Correction in Quinion's Newsletter

The following correction was made in Quinion's newsletter. Unfortunately, he didn't correct his entry on his Web site: "Epicaricacy. Nancy Spector of the Wordcraft website pointed out that I was wrong to say the word epicaricacy doesn’t appear in any of Nathan Bailey’s dictionaries. It is included in An Universal Etymological English Dictionary of 1721 but in the spelling epicharikaky. Ammon Shea, whom I doubted in my piece, tells me it’s also in John Ash’s New and Complete Dictionary of the English Language of 1775 and in A Dictionary of the Synonymous Words and Technical Terms in the English Language by James Leslie of 1806, both in the same spelling as in Bailey’s.

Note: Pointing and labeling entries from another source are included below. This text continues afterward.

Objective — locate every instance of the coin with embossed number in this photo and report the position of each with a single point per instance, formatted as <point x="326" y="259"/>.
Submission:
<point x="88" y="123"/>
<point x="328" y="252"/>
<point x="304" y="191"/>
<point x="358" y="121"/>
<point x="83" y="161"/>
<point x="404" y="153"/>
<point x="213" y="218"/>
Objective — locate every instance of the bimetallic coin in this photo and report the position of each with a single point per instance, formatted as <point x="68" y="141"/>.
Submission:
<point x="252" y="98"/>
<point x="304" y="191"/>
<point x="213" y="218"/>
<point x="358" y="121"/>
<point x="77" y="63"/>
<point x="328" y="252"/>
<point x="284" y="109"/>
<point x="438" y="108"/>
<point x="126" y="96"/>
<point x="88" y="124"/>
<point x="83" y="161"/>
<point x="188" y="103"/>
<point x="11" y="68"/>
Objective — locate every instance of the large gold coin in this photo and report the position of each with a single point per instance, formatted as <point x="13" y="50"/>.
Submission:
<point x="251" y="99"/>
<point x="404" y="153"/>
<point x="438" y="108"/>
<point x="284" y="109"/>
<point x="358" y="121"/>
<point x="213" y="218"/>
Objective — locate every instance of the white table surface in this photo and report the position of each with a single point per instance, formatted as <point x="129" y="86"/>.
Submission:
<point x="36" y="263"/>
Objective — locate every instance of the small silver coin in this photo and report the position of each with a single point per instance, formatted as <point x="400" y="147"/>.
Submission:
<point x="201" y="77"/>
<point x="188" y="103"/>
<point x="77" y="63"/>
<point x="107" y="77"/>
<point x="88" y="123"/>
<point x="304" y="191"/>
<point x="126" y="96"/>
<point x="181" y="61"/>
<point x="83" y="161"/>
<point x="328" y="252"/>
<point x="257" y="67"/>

The word appears several times in various works in the original Greek spelling; a writer on the Wordcraft site found it a century before Bailey in Robert Burton’s The Anatomy of Melancholy of 1621. It was familiar to Burton and other Greek scholars because Aristotle had used it."

2 comments:

seanahan said...

I would tend to trust Ammon Shea on lexicographical matters, just in terms of sheer number of hours spent reading dictionaries. Unless the OED drove him quite mad, which is always a real possibility.

Anonymous said...

Sorry - I made a mistake in the comment above, but couldn't figure out how to edit it, so I deleted it and am starting over.